Marwan Maalouf souligne que ces différentes stratégies d’action résultent du caractère hétéroclite même du mouvement populaire. «La révolte des déchets est composée de plusieurs groupes qui travaillent ensemble, mais gardent aussi leur indépendance, d’où la prolifération de différents messages qu’on peut entendre lors des manifestations».

4-Le système continue de fonctionner
Malgré l’ampleur des manifestations de la révolution des poubelles, les dernières mobilisations portées par les politiques, qu’il s’agisse de celles de Michel Aoun au centre-ville ou à Nabatiyeh où Amal a encore rassemblé les foules, sans parler du rassemblement monstre du Hezbollah pour Achoura, sont la preuve que ce système qu’on dénonce est encore largement populaire chez une partie de la population libanaise. La contradiction est la suivante: en l’absence de services publics, beaucoup de Libanais dépendent encore largement des politiques pour un accès à l’éducation, à l’emploi ou à la santé.
«Il est difficile de comparer un mouvement apolitique d’à peine trois mois avec la puissance financière des partis politiques libanais, répond à cela Marwan Maalouf. Nous sommes fiers d’avoir pu influencer les slogans de certains partis qui ont repris nos idées. Aujourd’hui, nous espérons que ce mouvement puisse redonner de l’espoir aux Libanais et apparaître comme une alternative aux principaux partis libanais».

 

5- Un contexte régional à feu et à sang
La dernière contradiction concerne enfin le contexte régional dans lequel ces manifestations sont nées. La région est à feu et à sang. Pour beaucoup de citoyens, la question qui se pose dans ce contexte est la suivante: «Vaut-il mieux un Etat dysfonctionnel ou le risque d’une anarchie en cas de vide politique?». Tout le monde critique le gouvernement, mais tout le monde a peur de l’après.
Pour Marwan Maalouf, «nous sommes déjà dans un Etat de vide. Nous vivons parmi les ordures.

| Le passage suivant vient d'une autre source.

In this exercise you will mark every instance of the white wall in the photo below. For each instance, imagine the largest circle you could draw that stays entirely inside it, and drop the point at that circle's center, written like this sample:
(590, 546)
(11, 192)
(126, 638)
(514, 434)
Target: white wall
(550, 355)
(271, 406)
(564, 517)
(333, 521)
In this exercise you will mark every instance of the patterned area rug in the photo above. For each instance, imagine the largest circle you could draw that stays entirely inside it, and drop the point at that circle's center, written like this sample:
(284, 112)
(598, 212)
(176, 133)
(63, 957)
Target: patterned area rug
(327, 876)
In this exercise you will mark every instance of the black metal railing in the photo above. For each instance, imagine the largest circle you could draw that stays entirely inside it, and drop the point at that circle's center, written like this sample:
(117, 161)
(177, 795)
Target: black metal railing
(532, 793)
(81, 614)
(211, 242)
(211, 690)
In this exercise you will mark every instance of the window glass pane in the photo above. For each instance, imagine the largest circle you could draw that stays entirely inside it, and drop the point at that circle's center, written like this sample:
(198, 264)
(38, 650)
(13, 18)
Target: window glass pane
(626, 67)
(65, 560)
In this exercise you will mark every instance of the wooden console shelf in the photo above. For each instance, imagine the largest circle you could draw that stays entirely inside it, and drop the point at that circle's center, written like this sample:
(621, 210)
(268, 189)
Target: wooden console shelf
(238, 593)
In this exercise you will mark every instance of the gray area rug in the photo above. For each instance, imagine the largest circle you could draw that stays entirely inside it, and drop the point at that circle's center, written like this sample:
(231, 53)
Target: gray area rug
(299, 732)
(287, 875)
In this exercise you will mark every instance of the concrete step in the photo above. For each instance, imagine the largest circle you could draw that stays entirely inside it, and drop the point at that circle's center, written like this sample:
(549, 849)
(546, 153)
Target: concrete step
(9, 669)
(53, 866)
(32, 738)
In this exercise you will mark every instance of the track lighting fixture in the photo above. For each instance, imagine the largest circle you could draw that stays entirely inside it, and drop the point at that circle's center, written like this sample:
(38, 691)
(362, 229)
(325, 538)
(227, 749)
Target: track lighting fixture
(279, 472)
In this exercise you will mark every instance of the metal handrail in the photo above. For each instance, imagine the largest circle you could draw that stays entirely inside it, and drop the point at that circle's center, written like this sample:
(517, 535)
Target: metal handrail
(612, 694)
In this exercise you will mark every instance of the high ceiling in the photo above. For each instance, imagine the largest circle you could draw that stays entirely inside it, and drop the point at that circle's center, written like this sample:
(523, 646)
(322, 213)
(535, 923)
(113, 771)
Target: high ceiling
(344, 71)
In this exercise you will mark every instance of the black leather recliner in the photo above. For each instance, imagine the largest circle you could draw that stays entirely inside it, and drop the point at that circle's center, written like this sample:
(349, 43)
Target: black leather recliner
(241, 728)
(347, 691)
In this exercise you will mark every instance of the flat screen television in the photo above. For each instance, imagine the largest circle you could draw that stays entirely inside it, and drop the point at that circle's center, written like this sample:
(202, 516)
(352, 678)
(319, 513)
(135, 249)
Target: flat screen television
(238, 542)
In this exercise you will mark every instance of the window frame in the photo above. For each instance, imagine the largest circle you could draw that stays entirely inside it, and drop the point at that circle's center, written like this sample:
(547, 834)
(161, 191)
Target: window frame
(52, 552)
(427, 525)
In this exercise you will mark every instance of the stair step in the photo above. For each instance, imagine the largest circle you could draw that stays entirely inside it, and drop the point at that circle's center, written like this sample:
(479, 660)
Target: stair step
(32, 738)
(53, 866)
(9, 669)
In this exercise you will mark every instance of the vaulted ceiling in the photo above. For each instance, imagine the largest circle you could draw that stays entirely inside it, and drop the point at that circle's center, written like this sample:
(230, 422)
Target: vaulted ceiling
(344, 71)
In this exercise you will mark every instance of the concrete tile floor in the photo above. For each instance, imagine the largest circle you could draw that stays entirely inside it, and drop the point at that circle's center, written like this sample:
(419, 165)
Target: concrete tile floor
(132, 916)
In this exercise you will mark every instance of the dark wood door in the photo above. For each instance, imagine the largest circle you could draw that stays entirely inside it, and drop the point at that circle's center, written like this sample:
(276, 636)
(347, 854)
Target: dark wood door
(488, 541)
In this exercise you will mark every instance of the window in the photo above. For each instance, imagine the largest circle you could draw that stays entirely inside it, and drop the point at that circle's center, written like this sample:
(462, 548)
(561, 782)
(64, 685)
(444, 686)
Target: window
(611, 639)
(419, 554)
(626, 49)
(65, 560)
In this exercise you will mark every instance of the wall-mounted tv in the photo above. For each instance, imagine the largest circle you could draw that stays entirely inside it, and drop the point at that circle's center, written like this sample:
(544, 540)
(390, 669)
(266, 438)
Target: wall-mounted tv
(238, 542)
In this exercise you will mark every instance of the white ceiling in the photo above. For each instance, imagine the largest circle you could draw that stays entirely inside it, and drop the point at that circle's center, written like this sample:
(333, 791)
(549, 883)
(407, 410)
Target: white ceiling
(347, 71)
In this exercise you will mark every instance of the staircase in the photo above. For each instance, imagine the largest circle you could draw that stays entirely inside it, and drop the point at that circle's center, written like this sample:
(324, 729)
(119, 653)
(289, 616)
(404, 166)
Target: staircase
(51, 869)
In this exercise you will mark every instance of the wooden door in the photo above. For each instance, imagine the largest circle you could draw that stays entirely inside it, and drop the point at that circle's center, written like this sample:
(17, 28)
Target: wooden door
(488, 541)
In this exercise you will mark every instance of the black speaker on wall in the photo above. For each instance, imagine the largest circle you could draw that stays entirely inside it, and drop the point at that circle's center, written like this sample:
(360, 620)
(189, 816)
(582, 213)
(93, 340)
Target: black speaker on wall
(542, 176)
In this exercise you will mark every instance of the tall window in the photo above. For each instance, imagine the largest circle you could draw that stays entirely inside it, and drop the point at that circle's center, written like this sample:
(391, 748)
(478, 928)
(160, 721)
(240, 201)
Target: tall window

Il n’y a pas eu d’élections parlementaires depuis 2009, les élections municipales sont, elles aussi, bientôt menacées. Comment la situation peut-elle être pire?», demande-t-il.
Si les manifestations de la révolution des poubelles ne parviennent pas à la chute d’un régime corrompu, elles auront au moins pour mérite d’avoir permis un éveil citoyen chez la jeunesse libanaise, une situation inédite depuis les années 90.